From mboxrd@z Thu Jan  1 00:00:00 1970
From: N8TM@aol.com
To: pcg@goof.com, rth@cygnus.com, hjstein@bfr.co.il, toon@moene.indiv.nluug.nl, burley@gnu.org
Cc: egcs@cygnus.com
Subject: Re: FLOATING-POINT CONSISTENCY, -FFLOAT-STORE, AND X86
Date: Mon, 21 Dec 1998 23:30:00 -0000
Message-id: <c73f6118.367f4a69@aol.com>
X-SW-Source: 1998-12/msg00843.html

Contrary to an opinion put forth in this exchange, I see that alignment of
64-bit spills makes a measurable difference in performance on my Pentium 2.

I noticed, somewhat accidentally, that Livermore Fortran Kernel 8 runs 10%
faster when linked with cygwin-b20.1 than with cygwin-b19/coolview.  I built
the compiler today under cygwin-b19, and the performance of all the other
kernels was unchanged from the previous version of egcs/g77.  Relinking the
same .o with the different .dll made the difference, and it made no difference
whether I ran under bash linked with one .dll or the other.

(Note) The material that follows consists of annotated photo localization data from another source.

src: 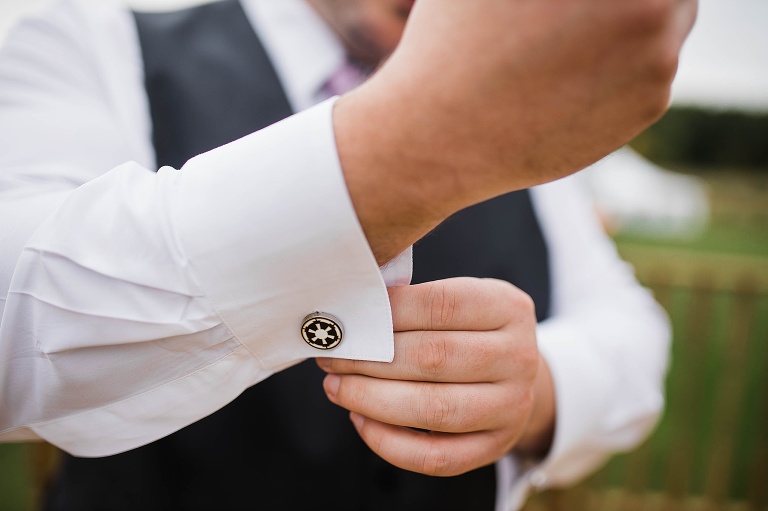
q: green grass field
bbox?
[0,444,34,511]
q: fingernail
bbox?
[316,358,331,370]
[350,412,364,429]
[324,374,340,398]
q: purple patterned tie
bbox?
[321,59,370,97]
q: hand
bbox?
[317,278,556,476]
[334,0,698,263]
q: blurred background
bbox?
[0,0,766,509]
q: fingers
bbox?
[318,328,535,383]
[348,413,511,477]
[317,277,540,475]
[324,373,529,433]
[318,278,537,383]
[388,277,534,332]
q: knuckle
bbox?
[486,277,517,300]
[518,389,535,422]
[523,350,541,382]
[419,385,458,431]
[497,279,526,305]
[483,279,526,320]
[417,334,451,378]
[498,283,536,323]
[515,290,536,317]
[418,442,456,477]
[426,281,459,329]
[513,341,540,382]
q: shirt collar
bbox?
[240,0,346,112]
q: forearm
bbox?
[333,86,464,265]
[332,0,697,264]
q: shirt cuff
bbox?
[176,98,397,367]
[3,100,406,458]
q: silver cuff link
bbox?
[301,312,343,350]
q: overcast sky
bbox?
[1,0,767,112]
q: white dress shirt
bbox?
[0,1,670,510]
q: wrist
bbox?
[332,83,466,264]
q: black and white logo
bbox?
[301,313,343,350]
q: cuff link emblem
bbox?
[301,312,343,350]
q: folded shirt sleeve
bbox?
[0,0,398,457]
[499,174,671,510]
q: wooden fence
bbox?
[524,246,768,511]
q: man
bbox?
[0,0,694,509]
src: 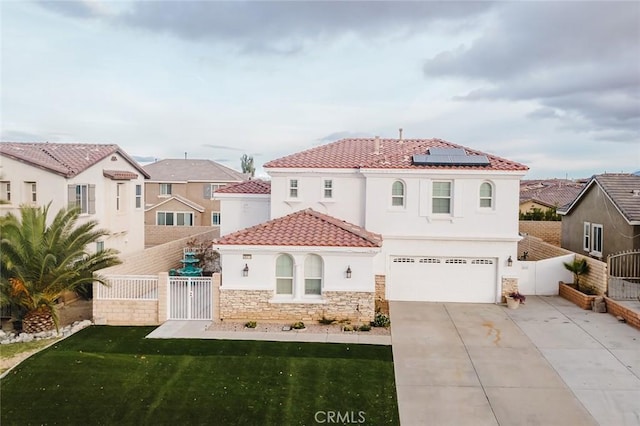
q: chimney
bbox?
[374,136,380,154]
[399,128,403,141]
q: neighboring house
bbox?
[520,179,585,216]
[142,159,246,230]
[215,137,528,321]
[0,142,149,255]
[558,173,640,260]
[214,179,271,236]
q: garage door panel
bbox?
[389,257,496,303]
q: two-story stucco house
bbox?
[214,137,528,322]
[142,159,246,245]
[0,142,149,255]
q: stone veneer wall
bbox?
[519,221,562,247]
[501,277,519,302]
[375,275,389,314]
[219,289,375,323]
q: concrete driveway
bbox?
[390,296,640,426]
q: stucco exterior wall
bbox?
[0,153,146,255]
[561,184,639,259]
[218,194,270,236]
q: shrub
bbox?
[318,316,336,325]
[373,312,391,328]
[508,291,526,304]
[342,324,354,332]
[244,321,257,329]
[358,324,371,332]
[291,321,305,330]
[563,258,590,292]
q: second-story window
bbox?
[0,181,10,202]
[391,181,405,207]
[160,183,172,196]
[289,179,299,198]
[68,184,96,214]
[135,184,142,208]
[479,182,493,208]
[432,181,452,214]
[323,180,333,199]
[212,212,221,226]
[26,182,37,203]
[116,183,124,211]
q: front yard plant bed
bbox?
[1,326,399,425]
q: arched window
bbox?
[276,254,294,295]
[391,181,405,207]
[304,255,323,295]
[479,182,493,208]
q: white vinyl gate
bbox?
[168,277,213,320]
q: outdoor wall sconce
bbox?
[242,264,249,277]
[507,256,513,267]
[346,266,352,279]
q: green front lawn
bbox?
[1,327,398,425]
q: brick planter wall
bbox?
[219,289,374,323]
[604,297,640,330]
[559,282,597,310]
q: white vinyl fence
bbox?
[514,254,574,295]
[96,275,159,300]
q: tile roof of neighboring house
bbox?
[145,194,205,212]
[264,138,528,171]
[520,179,585,209]
[215,179,271,195]
[0,142,149,178]
[216,208,382,248]
[103,170,139,180]
[143,159,246,182]
[559,173,640,224]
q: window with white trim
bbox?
[591,224,603,257]
[135,184,142,208]
[0,181,10,202]
[68,184,95,214]
[289,179,299,198]
[212,212,221,226]
[432,181,452,214]
[583,222,591,252]
[25,182,37,203]
[391,181,405,207]
[96,241,104,253]
[276,254,294,295]
[159,183,172,196]
[116,183,124,211]
[209,183,224,198]
[479,182,493,208]
[156,212,193,226]
[304,254,323,295]
[323,180,333,199]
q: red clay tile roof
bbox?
[0,142,149,178]
[215,179,271,195]
[264,138,528,171]
[216,209,382,248]
[103,170,139,180]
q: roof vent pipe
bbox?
[374,136,380,154]
[399,128,403,141]
[632,189,640,197]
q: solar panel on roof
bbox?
[412,147,490,166]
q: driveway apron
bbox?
[390,297,638,425]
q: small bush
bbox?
[291,321,305,330]
[244,321,257,329]
[318,316,336,325]
[342,324,355,332]
[358,324,371,332]
[373,312,391,328]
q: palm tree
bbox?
[563,258,590,292]
[0,204,121,333]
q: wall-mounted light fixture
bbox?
[242,264,249,277]
[346,266,352,279]
[507,256,513,267]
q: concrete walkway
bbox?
[391,296,640,426]
[146,320,391,345]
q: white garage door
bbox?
[389,256,497,303]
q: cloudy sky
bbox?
[2,1,638,179]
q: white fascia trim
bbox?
[214,193,270,200]
[215,245,381,255]
[382,235,523,243]
[360,168,527,178]
[266,168,360,176]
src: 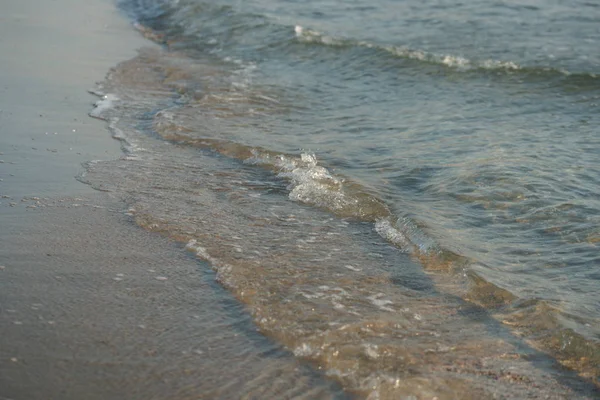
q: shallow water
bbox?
[83,0,600,397]
[0,200,349,400]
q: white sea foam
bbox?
[89,93,119,119]
[186,239,213,261]
[186,239,236,287]
[88,90,143,158]
[374,219,411,252]
[367,293,395,312]
[295,25,522,72]
[246,151,359,214]
[363,344,380,359]
[294,342,316,357]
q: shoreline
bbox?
[0,0,151,199]
[1,1,598,399]
[0,1,345,399]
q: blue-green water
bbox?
[88,0,600,396]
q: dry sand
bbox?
[0,1,345,399]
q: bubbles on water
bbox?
[89,93,119,119]
[363,344,380,360]
[295,24,523,72]
[294,342,315,357]
[245,150,388,219]
[367,293,395,312]
[375,219,411,251]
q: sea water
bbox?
[84,0,600,397]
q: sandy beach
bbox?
[0,0,149,198]
[0,1,344,399]
[2,1,599,399]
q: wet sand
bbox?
[0,0,150,198]
[0,1,345,399]
[0,200,345,400]
[2,1,599,399]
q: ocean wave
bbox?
[155,114,391,221]
[91,41,600,390]
[120,0,600,87]
[295,24,521,72]
[296,25,593,80]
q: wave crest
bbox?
[294,24,521,72]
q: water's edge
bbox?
[81,25,600,397]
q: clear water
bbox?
[85,0,600,397]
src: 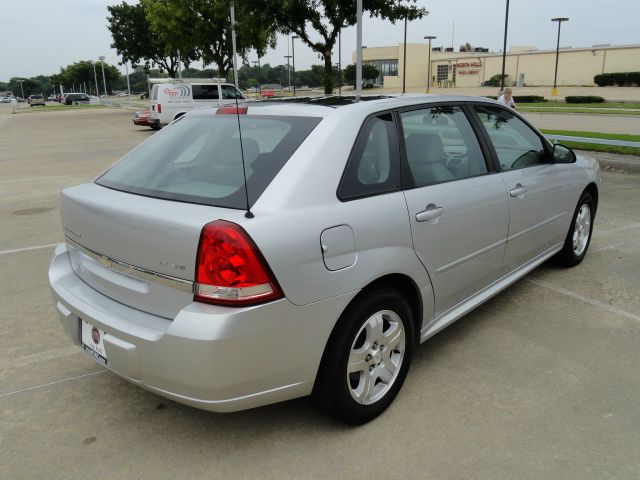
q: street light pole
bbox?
[92,62,99,97]
[355,0,362,100]
[551,17,569,96]
[98,56,107,97]
[424,35,436,93]
[125,60,131,95]
[500,0,510,92]
[252,59,261,97]
[284,55,292,92]
[18,80,24,98]
[338,29,342,95]
[292,36,299,95]
[230,3,239,89]
[402,16,408,94]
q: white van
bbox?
[148,80,245,129]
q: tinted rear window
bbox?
[192,85,219,100]
[96,114,321,209]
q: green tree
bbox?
[344,63,380,86]
[58,61,122,95]
[262,0,426,94]
[8,77,43,97]
[107,1,189,77]
[143,0,277,79]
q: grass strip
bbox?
[522,102,640,109]
[540,129,640,156]
[519,107,640,115]
[17,104,111,113]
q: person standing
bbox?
[498,87,517,109]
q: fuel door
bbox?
[320,225,357,271]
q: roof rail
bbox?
[148,78,227,85]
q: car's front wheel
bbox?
[312,287,415,424]
[555,191,595,267]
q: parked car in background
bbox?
[148,80,245,128]
[0,96,13,103]
[49,95,600,424]
[28,94,45,106]
[15,97,26,103]
[64,93,91,105]
[132,110,151,128]
[48,95,56,101]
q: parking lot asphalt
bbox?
[1,107,639,479]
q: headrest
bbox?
[405,133,444,165]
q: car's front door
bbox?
[400,105,510,317]
[471,105,573,270]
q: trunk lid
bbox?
[61,183,245,319]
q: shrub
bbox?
[513,95,545,103]
[627,72,640,86]
[594,72,640,87]
[484,74,508,87]
[565,96,605,103]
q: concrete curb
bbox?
[575,150,640,174]
[597,158,640,174]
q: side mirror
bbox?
[552,143,577,164]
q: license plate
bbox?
[81,320,108,366]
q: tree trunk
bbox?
[323,51,334,94]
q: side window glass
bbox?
[221,85,242,99]
[192,85,219,100]
[473,105,547,171]
[400,105,488,187]
[338,113,400,200]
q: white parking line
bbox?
[0,370,108,398]
[0,243,59,255]
[527,278,640,324]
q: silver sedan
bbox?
[48,95,600,424]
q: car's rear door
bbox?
[470,104,573,270]
[400,104,509,317]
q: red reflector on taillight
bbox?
[157,103,162,113]
[194,220,283,307]
[216,106,248,115]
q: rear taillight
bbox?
[194,220,283,307]
[157,103,162,113]
[216,106,248,115]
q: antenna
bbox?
[233,92,254,218]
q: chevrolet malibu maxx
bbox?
[49,96,600,424]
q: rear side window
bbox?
[400,105,488,187]
[338,113,400,201]
[96,114,321,209]
[192,85,219,100]
[151,85,159,101]
[221,85,244,99]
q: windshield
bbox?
[96,113,321,209]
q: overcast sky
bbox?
[1,0,638,81]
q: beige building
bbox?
[356,43,640,89]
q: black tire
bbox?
[312,287,415,424]
[150,124,161,131]
[555,192,595,267]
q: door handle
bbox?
[416,204,444,222]
[510,183,527,197]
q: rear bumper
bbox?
[49,243,355,412]
[147,118,160,127]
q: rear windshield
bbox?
[151,85,159,101]
[96,113,321,209]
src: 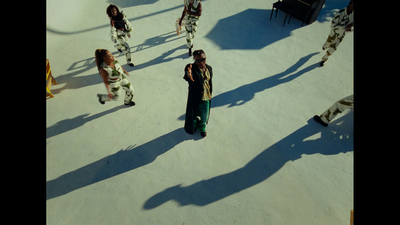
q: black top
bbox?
[110,16,126,30]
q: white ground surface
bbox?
[46,0,353,224]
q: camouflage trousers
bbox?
[184,15,199,48]
[321,29,346,62]
[320,94,353,124]
[114,30,132,64]
[99,76,134,104]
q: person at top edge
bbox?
[106,4,134,67]
[179,0,203,56]
[320,0,354,66]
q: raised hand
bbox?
[187,64,194,82]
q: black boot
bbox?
[124,101,136,106]
[188,45,193,56]
[313,115,328,127]
[97,94,105,104]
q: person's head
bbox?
[95,49,114,71]
[347,0,354,13]
[193,49,206,69]
[106,4,122,19]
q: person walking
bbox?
[95,49,135,106]
[320,0,354,66]
[183,50,213,137]
[313,94,353,127]
[179,0,202,56]
[106,4,134,67]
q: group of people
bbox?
[95,1,211,137]
[93,0,354,138]
[95,4,136,106]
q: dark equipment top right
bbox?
[279,0,326,26]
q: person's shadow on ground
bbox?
[46,128,201,200]
[177,52,319,121]
[144,112,353,209]
[211,52,319,108]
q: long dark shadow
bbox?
[177,52,320,122]
[46,105,128,139]
[105,0,159,8]
[211,52,319,108]
[46,128,201,200]
[144,112,353,209]
[46,5,183,35]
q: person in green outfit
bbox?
[183,49,213,137]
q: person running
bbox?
[183,50,213,137]
[106,4,134,67]
[179,0,202,56]
[320,0,354,66]
[95,49,135,106]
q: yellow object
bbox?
[350,209,354,225]
[46,59,58,98]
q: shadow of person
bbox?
[50,50,120,95]
[106,0,159,8]
[212,52,319,108]
[50,57,100,95]
[47,5,183,36]
[144,112,353,209]
[46,105,128,139]
[46,128,201,200]
[134,31,185,53]
[177,52,319,122]
[132,44,187,71]
[317,0,350,23]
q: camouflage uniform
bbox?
[98,60,134,104]
[184,0,201,48]
[319,94,353,124]
[110,11,133,64]
[321,7,354,62]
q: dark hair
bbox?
[95,49,108,72]
[193,49,205,58]
[106,4,123,19]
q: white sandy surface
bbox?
[46,0,353,224]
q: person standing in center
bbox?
[179,0,202,56]
[183,50,213,137]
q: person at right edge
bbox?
[183,50,213,138]
[320,0,354,66]
[313,94,354,127]
[179,0,202,56]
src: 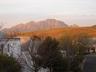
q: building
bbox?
[0,38,21,58]
[86,38,96,54]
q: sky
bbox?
[0,0,96,27]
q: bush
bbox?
[0,54,21,72]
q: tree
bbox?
[22,36,42,72]
[59,35,75,72]
[59,33,91,72]
[70,34,91,72]
[37,36,68,72]
[70,54,84,72]
[73,34,91,55]
[0,54,21,72]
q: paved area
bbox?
[83,54,96,72]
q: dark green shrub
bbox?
[0,54,21,72]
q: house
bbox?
[87,37,96,54]
[0,38,21,58]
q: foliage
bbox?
[52,57,68,72]
[59,33,91,72]
[37,36,68,72]
[70,55,84,72]
[0,54,21,72]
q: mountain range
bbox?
[3,19,68,32]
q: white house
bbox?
[0,38,21,59]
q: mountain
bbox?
[2,19,68,32]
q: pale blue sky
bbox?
[0,0,96,27]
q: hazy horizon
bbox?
[0,0,96,28]
[0,14,96,28]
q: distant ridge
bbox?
[2,19,68,32]
[92,25,96,27]
[70,24,79,28]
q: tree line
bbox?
[28,34,91,72]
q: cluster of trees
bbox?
[29,34,91,72]
[37,37,68,72]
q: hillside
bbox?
[6,27,96,39]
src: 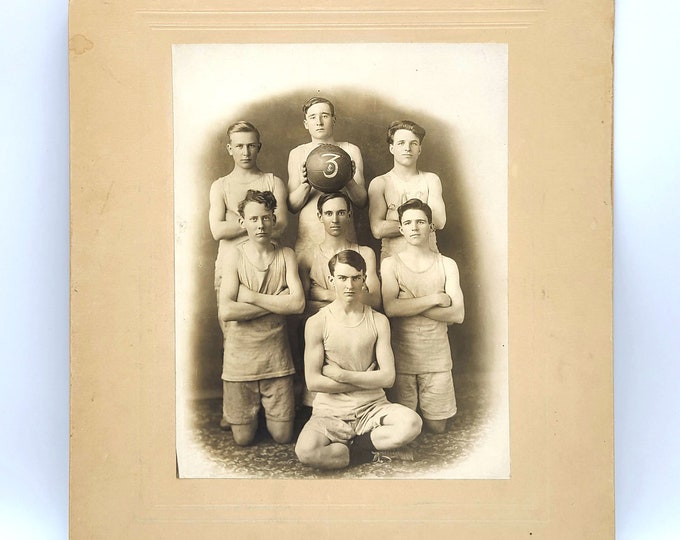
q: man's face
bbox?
[318,197,351,237]
[389,129,422,167]
[227,131,261,170]
[399,208,432,245]
[240,201,275,242]
[329,262,366,303]
[303,102,335,140]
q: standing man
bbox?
[209,121,288,295]
[287,97,367,262]
[368,120,446,261]
[219,190,305,446]
[380,199,464,433]
[295,250,422,470]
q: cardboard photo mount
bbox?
[69,1,614,538]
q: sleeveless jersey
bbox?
[380,170,438,260]
[214,172,276,288]
[221,243,295,381]
[312,305,385,416]
[390,253,453,374]
[308,242,360,302]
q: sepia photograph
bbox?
[173,42,509,479]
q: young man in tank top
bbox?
[287,97,367,261]
[300,192,381,313]
[368,120,446,261]
[209,121,288,294]
[380,199,464,433]
[295,250,422,470]
[295,192,382,408]
[218,190,305,446]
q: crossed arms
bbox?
[381,255,464,324]
[218,246,305,323]
[304,310,395,394]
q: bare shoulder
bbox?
[288,143,307,160]
[422,171,442,184]
[368,173,387,194]
[441,254,460,274]
[357,245,376,263]
[305,309,325,333]
[380,254,396,274]
[372,309,391,330]
[344,142,363,157]
[210,176,226,193]
[281,245,298,261]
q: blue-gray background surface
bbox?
[1,1,678,538]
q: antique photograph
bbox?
[173,42,509,479]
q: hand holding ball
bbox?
[304,144,353,193]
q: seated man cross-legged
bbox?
[295,250,422,470]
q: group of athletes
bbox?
[209,96,465,470]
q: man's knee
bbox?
[405,409,423,438]
[390,407,422,443]
[268,420,294,444]
[232,423,257,446]
[294,437,318,465]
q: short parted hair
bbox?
[316,191,352,214]
[237,189,277,217]
[386,120,426,145]
[302,97,335,117]
[397,198,433,224]
[328,249,366,276]
[227,121,261,143]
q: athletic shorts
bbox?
[222,375,295,425]
[301,397,409,444]
[392,371,457,421]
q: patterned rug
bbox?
[178,372,498,479]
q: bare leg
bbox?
[369,406,422,450]
[231,420,258,446]
[295,427,350,470]
[266,419,294,444]
[423,418,448,434]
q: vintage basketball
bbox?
[305,144,353,193]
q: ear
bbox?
[429,223,435,231]
[303,118,309,130]
[238,216,245,229]
[271,214,277,225]
[317,211,323,221]
[389,143,395,156]
[226,143,233,156]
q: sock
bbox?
[349,432,377,465]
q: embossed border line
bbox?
[137,8,546,31]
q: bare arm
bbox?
[304,315,364,394]
[426,173,447,230]
[322,312,395,389]
[237,248,305,315]
[218,248,269,322]
[271,175,289,238]
[358,246,382,309]
[286,147,314,213]
[381,256,451,318]
[368,176,401,240]
[421,257,465,324]
[209,180,247,242]
[342,144,367,208]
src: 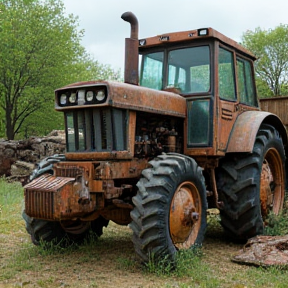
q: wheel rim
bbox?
[169,181,202,249]
[60,220,91,235]
[260,147,284,219]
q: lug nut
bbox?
[191,212,199,221]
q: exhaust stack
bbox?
[121,12,139,85]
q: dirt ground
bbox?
[0,214,253,288]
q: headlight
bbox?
[96,90,106,102]
[60,94,67,105]
[77,90,85,105]
[86,91,94,102]
[69,93,77,103]
[57,86,107,107]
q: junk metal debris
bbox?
[232,235,288,267]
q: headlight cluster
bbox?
[58,87,107,107]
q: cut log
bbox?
[0,130,65,184]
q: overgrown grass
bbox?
[144,246,220,287]
[0,177,24,235]
[0,177,23,211]
[1,178,288,288]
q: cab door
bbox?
[217,46,240,153]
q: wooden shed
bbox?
[259,96,288,129]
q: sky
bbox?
[62,0,288,73]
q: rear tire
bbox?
[130,153,207,263]
[216,124,285,240]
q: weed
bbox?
[116,256,138,271]
[144,253,174,276]
[264,208,288,236]
[144,245,202,276]
[37,236,78,256]
[37,276,54,287]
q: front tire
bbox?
[216,124,285,240]
[23,212,109,246]
[130,153,207,263]
[23,154,109,246]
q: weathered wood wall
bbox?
[259,96,288,128]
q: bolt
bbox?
[191,212,199,221]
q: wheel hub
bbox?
[260,160,274,217]
[169,181,201,249]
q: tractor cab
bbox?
[137,27,261,161]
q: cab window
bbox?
[218,48,236,101]
[237,57,258,106]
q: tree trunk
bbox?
[5,104,15,140]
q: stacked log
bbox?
[0,130,65,184]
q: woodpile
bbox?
[0,130,65,184]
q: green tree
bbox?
[0,0,121,140]
[241,25,288,97]
[19,57,121,139]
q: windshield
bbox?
[140,46,210,94]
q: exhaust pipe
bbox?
[121,12,139,85]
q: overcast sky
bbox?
[62,0,288,72]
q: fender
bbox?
[226,111,287,153]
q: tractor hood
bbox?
[55,80,186,118]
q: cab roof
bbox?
[138,27,256,60]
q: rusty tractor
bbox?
[23,12,287,263]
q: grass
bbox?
[264,198,288,236]
[1,177,288,288]
[144,247,221,288]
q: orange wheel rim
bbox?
[260,148,284,219]
[169,181,201,249]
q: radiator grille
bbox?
[65,108,127,153]
[24,174,74,220]
[25,190,54,219]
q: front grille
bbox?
[65,108,127,153]
[24,174,75,220]
[25,190,54,219]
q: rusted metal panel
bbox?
[55,81,187,118]
[65,151,134,161]
[94,158,148,180]
[128,111,136,156]
[108,81,186,117]
[227,111,269,153]
[139,27,255,60]
[100,207,132,225]
[217,101,239,152]
[260,96,288,127]
[226,111,287,153]
[24,159,148,221]
[24,174,97,220]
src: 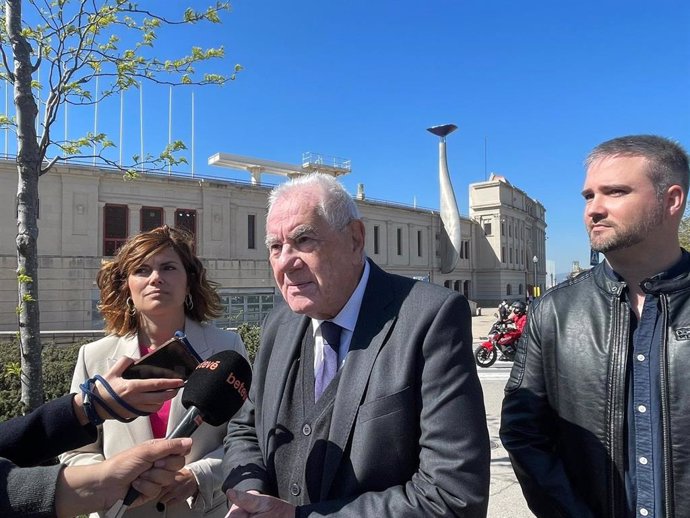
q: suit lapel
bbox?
[320,261,398,498]
[182,318,213,361]
[263,310,310,444]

Examining the code, 9 loop invariant REAL*8 scalars are spilled outside the 2
innermost loops.  Each is restored once inside the inner loop.  There are 15
REAL*8 memory accesses directly to COMMON in the inner loop, and I believe 33
floating point operations.  In addition, 5 pointers are spilled and restored
in the inner loop.  The 10% increase in execution time for a mis-aligned stack
would indicate that the penalty for restoring a spilled REAL*8 is twice as
great when it is mis-aligned, even though it surely would stay in level 1
cache in the absence of cache mapping conflicts.

As I had mentioned several times earlier, I had noticed that the -O2 code was
running slower on W95 than -Os code, while this effect was not repeated on
linux-gnulibc1.  Today's finding confirms that effects like this stemmed from
mis-alignment of the stack, together with the smaller number of spills
generated with -Os.  With the up-to-date versions of both g77 and cygwin-b20,
there no longer are any Livermore Kernels which run slower with -O2 than -Os. 

Not to say there are no challenges left!  I still find a few cases where the
commercial compiler lf90 4.50g runs 40% faster than g77 (as well as a smaller
number where g77 excels).  Apparently, there are no 80-bit spills or mis-
aligned COMMONs in that Lahey version, unlike the current l95.